The other way I learn how to see the goal I’m not meeting is to look at people who are not meeting the goal I want them to meet. Tonight that is Melissa.
It used to be that she took all the pictures for the blog. Then she moved and I emailed her pictures I take, and she edited them. Or deleted them if she didn’t like them. She was incredibly slow, but she was the best at it. We did that for a long time.
Then I moved to Swarthmore and she stopped doing it. She told me to use all the pictures she edited that I didn’t use. But I do not view this as a tongue-to-tail thing where we are eating the whole cow before we butcher a new one. I view this as a one-pancake-left thing where it doesn’t feel good to eat when you know you’re taking the only one that’s left. People like a choice of pancakes. That’s why restaurants serve a stack.

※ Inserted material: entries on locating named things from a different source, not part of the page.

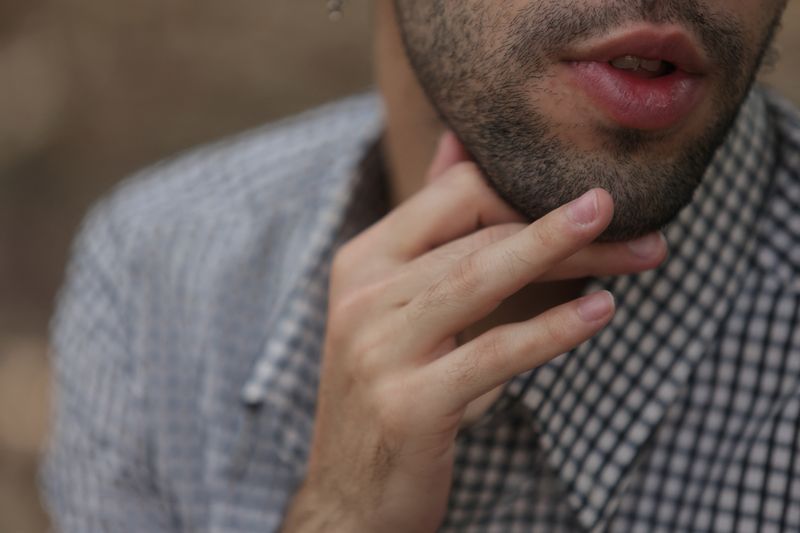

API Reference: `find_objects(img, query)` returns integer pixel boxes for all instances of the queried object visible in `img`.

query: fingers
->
[392,228,667,305]
[402,189,613,353]
[538,232,667,282]
[358,147,524,262]
[420,291,614,413]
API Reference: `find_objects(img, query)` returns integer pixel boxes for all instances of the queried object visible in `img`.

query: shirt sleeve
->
[42,202,175,533]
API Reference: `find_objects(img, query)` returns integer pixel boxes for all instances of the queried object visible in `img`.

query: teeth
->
[611,56,641,70]
[611,55,664,74]
[639,59,664,72]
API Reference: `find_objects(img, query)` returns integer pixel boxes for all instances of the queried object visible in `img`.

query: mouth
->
[562,27,709,131]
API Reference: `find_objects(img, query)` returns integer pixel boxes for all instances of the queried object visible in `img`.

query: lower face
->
[394,0,786,240]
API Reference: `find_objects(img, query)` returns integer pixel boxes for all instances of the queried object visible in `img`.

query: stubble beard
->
[395,0,779,241]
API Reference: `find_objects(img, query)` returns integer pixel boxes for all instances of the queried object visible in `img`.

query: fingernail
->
[567,190,600,226]
[628,232,664,258]
[578,291,614,322]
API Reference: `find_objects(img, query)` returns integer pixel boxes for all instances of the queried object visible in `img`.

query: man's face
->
[394,0,786,240]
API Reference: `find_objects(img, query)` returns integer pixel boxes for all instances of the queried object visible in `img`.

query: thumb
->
[425,130,472,183]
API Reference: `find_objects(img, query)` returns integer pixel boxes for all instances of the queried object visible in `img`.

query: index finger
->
[402,189,614,353]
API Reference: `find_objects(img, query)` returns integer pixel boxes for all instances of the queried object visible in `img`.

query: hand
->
[284,132,666,533]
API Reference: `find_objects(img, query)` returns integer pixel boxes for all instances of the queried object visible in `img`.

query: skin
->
[283,0,785,532]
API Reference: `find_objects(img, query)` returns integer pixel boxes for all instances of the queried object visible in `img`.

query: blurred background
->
[0,0,800,533]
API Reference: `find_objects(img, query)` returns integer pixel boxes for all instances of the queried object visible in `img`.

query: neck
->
[374,0,444,205]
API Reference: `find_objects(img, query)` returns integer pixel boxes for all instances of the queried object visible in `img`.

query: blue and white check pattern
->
[44,90,800,533]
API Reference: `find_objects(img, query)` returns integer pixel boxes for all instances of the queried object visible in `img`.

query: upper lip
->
[567,27,708,75]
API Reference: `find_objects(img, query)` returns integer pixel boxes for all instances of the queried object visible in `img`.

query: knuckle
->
[374,378,417,434]
[446,252,483,296]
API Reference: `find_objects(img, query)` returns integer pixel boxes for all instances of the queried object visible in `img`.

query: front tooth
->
[611,56,640,70]
[639,59,664,72]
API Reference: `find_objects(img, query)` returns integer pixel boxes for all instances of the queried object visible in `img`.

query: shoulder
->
[88,93,382,245]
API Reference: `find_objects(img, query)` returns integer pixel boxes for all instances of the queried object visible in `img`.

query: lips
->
[564,28,708,131]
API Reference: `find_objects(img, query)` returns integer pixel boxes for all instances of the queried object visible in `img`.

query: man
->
[46,0,800,532]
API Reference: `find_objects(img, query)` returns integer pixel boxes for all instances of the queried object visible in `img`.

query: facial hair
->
[395,0,780,240]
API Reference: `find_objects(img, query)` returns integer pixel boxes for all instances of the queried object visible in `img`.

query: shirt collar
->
[506,91,775,530]
[241,87,775,529]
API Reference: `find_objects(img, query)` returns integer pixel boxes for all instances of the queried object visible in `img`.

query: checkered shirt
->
[43,89,800,533]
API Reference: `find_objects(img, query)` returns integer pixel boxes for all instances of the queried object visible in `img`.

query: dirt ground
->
[0,0,800,533]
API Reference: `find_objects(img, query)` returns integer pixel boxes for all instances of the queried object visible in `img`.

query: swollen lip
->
[566,61,703,131]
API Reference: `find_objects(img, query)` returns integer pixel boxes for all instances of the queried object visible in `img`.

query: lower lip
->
[568,61,703,131]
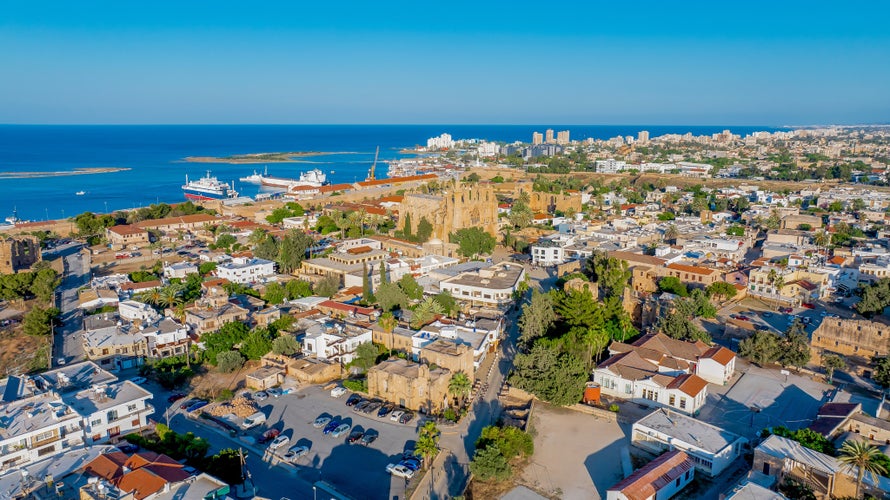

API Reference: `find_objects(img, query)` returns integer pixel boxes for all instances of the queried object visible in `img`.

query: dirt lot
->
[522,404,630,499]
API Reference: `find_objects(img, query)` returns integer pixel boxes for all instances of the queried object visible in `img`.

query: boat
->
[182,170,238,201]
[238,167,269,184]
[260,168,328,189]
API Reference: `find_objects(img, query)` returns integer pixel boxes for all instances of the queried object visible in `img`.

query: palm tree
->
[414,420,440,467]
[664,224,680,243]
[377,311,398,356]
[448,372,473,406]
[837,439,887,498]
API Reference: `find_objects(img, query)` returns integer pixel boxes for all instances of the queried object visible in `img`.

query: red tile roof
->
[609,450,693,500]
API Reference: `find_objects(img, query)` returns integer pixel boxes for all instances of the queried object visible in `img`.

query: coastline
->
[0,167,132,179]
[182,151,356,165]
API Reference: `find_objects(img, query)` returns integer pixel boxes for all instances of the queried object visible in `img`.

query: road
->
[45,243,90,366]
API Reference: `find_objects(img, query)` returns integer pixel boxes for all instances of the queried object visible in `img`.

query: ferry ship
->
[182,170,238,200]
[241,168,328,189]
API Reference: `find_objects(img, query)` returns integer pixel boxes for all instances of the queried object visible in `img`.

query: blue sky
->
[0,0,890,125]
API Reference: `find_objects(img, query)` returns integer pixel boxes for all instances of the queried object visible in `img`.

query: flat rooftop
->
[634,408,744,454]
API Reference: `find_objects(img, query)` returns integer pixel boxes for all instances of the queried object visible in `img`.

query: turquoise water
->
[0,125,777,220]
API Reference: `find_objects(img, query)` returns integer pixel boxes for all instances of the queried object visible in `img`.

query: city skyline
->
[0,2,890,126]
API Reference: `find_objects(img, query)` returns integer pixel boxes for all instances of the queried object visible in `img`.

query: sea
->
[0,125,781,221]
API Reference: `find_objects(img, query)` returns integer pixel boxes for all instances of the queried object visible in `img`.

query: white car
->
[269,436,290,450]
[386,464,414,479]
[331,424,352,437]
[283,446,309,462]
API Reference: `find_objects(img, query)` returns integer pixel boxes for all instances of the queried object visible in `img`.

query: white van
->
[241,411,266,429]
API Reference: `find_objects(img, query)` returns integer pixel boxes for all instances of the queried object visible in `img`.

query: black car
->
[377,403,396,418]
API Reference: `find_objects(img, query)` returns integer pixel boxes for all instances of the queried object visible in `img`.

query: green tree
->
[519,288,556,346]
[821,354,847,384]
[375,283,410,311]
[238,327,272,360]
[411,297,443,329]
[510,343,590,406]
[739,331,782,365]
[415,217,433,243]
[399,274,423,300]
[352,342,378,372]
[315,276,340,297]
[272,335,300,356]
[658,276,689,297]
[871,356,890,389]
[837,439,887,498]
[778,319,810,369]
[450,227,497,258]
[448,371,473,406]
[470,446,513,481]
[216,351,244,373]
[414,420,441,466]
[706,281,738,300]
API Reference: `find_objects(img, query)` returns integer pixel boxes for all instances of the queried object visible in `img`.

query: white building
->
[596,162,627,174]
[164,261,198,279]
[439,262,525,308]
[631,408,748,477]
[64,380,155,444]
[216,257,275,284]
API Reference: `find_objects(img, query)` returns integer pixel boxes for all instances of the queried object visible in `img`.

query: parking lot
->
[175,386,419,498]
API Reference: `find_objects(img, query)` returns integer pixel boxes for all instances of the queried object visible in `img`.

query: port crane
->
[365,146,380,181]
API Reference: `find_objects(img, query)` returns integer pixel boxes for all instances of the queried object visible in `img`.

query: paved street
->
[49,243,90,366]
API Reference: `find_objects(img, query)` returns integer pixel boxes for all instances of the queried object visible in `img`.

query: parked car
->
[282,446,309,462]
[269,436,290,450]
[257,429,281,444]
[362,401,383,414]
[386,464,414,479]
[331,424,352,437]
[167,392,185,403]
[185,401,210,413]
[377,403,395,418]
[322,419,341,434]
[346,431,365,444]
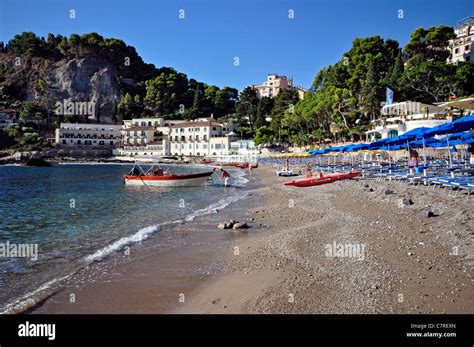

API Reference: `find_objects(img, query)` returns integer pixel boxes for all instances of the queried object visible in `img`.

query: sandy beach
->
[31,167,474,314]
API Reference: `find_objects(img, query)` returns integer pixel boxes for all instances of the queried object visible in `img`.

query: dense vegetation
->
[0,32,238,124]
[0,26,474,150]
[255,26,474,145]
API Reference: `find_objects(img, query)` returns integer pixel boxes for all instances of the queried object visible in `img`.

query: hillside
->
[0,33,238,124]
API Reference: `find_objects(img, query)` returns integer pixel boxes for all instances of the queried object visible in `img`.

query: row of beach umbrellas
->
[310,115,474,155]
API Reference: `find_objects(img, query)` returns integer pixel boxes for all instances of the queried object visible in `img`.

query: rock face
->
[45,57,120,124]
[0,54,121,124]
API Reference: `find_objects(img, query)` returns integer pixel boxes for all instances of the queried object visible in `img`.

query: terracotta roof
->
[170,121,222,128]
[0,108,16,113]
[123,126,155,130]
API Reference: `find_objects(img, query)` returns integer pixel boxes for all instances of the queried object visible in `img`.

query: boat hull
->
[283,171,360,187]
[283,177,337,187]
[124,171,213,187]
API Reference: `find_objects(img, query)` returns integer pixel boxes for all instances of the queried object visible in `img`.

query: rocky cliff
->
[0,54,120,124]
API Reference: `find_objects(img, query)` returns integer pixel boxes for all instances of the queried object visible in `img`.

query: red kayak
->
[232,162,258,169]
[283,171,360,187]
[124,171,214,187]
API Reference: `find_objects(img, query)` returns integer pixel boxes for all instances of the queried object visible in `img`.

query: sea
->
[0,164,248,313]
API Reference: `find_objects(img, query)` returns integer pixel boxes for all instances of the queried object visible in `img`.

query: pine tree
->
[361,61,380,120]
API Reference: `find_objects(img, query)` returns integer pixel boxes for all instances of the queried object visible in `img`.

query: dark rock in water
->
[232,223,249,230]
[421,210,435,218]
[217,220,241,229]
[402,198,414,206]
[25,158,52,166]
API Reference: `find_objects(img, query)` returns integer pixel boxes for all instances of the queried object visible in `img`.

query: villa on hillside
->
[447,16,474,64]
[116,118,185,156]
[365,101,452,142]
[252,74,306,99]
[163,117,237,156]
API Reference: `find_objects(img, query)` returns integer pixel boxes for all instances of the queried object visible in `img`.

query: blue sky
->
[0,0,474,90]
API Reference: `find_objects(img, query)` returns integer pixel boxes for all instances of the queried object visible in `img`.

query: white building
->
[365,101,452,142]
[253,74,293,98]
[447,16,474,64]
[230,140,259,155]
[163,118,236,156]
[0,109,16,129]
[116,118,185,156]
[56,123,122,149]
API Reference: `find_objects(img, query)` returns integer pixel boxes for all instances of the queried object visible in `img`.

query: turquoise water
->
[0,165,246,312]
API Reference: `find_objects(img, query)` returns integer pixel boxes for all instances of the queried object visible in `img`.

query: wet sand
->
[33,167,474,313]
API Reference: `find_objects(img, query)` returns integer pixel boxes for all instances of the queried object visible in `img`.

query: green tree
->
[236,87,259,131]
[361,61,381,120]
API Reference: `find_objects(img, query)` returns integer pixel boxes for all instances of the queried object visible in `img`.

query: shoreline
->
[26,167,257,314]
[169,167,474,314]
[14,167,474,314]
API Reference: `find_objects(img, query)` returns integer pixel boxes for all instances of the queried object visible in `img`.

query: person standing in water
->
[221,169,230,188]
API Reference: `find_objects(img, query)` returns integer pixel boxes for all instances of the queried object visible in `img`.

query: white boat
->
[124,166,215,187]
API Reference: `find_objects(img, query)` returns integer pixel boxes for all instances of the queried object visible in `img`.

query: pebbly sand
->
[30,167,474,314]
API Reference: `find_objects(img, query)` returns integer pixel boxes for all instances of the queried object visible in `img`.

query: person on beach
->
[410,148,419,167]
[221,169,230,188]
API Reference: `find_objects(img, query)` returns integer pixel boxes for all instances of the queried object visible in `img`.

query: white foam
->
[0,170,252,314]
[186,194,246,222]
[84,220,183,262]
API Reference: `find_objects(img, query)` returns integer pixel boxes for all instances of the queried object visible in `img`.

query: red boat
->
[283,171,360,187]
[124,168,215,187]
[233,162,258,169]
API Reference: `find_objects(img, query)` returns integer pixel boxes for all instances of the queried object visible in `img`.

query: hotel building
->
[56,123,122,149]
[163,118,236,156]
[447,16,474,64]
[253,74,293,98]
[252,74,306,99]
[365,101,452,142]
[117,118,185,156]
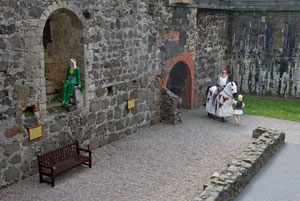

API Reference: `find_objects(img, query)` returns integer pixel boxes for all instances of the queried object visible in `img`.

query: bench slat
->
[37,141,92,187]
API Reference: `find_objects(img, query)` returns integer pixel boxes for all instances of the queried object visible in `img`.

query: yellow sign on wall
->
[29,124,42,141]
[128,98,134,110]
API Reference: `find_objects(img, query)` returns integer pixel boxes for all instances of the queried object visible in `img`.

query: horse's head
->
[224,82,237,98]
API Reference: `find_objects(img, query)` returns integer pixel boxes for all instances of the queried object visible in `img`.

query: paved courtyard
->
[0,108,300,201]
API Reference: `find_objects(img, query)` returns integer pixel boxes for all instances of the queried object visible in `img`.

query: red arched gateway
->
[163,52,195,109]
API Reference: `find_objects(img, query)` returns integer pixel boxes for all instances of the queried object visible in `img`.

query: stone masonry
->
[0,0,202,188]
[160,86,181,124]
[193,127,285,201]
[0,0,300,188]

But the real problem is I don’t want to look at all the pictures of our life at the farm. I get sad every time, and then I never write. So I don’t care that there are a lot of photos I did’t use.
At first I was pissed that Melissa isn’t hearing how upset I’ve been. But the goals I set for Melissa should not be goals if she’s not meeting them. Just like the goals I set for myself should not be goals if I’m not meeting them.
So I am posting all the pictures of our move from Wisconsin to Pennsylvania. I had no idea we would never go back to the farm. I feel ill and anxious every time I look at these pictures. I want the whole day out of the photo queue. So I’m putting it on the blog. I’m taking steps to meet my goal. This is the way I can move forward.
Melissa will tell you these pictures are evidence that she is right and there are plenty of pictures for me to choose from. But I see it as evidence that O’Hare is a patchwork of memorable ceilings that all make me sad.
And what is this picture? Even if you can’t identify this as the floor in Terminal C, you can identify this as the face of a dog that portends ominous doom.
If only I had paid more attention to the dog.
But really what would I have done differently? Probably nothing. I’m not the type to second-guess my decisions. One of the only times that still happens is when I flip through photos to add to my post. Now there are no more photos that makes me sad waiting in the queue. I used them all right here.
It’s my small specific step to move forward. And I’m taking action, because not being sad about what we lost when we moved is a goal that’s important to me. All the other goals; I guess I don’t want them as much I want this.